Saturday, April 23, 2005

Rest in Peace: The Dearly Beloved and Respected PBS: "Twenty-five years ago the U.S. government and Mobil Oil strongly pressured PBS to pull a documentary film about the public execution (or slaughter, as it turned out) of a young princess in Saudi Arabia. The British government also weighed in.

PBS refused to give way. The film aired--and what a buzz it created!

Those days are over. PBS can no longer resist political pressure. This year alone there have been two known shameful instances of caving in to sectarian or political demands--and who knows how much self-censorship.

The first involved a Children’s Television series dedicated to introducing children to variants of loving family life in America. A segment involving a lesbian couple and their children in Vermont was squashed. About the same time there was a brouhaha over whether Sponge Bob Square Pants, a great children’s favorite, was promoting homosexuality!

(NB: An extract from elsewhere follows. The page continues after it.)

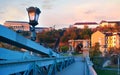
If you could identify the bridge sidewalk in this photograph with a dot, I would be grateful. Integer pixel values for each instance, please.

Later a Frontline human interest piece on U.S. soldiers in Iraq, in itself a bit of political pandering to make up for the program’s earlier airing of strongly critical items, had to warn viewers of foul language to come. Frontline also had to provide local stations with a cleaned up version for watchers unable to face the truth of how their kids actually talk.

As a New York Times critic observed in reviewing the rebroadcast of ‘Death of a Princess,’ PBS has been ‘emasculated’ by pressure from Christian fundamentalists and conservatives."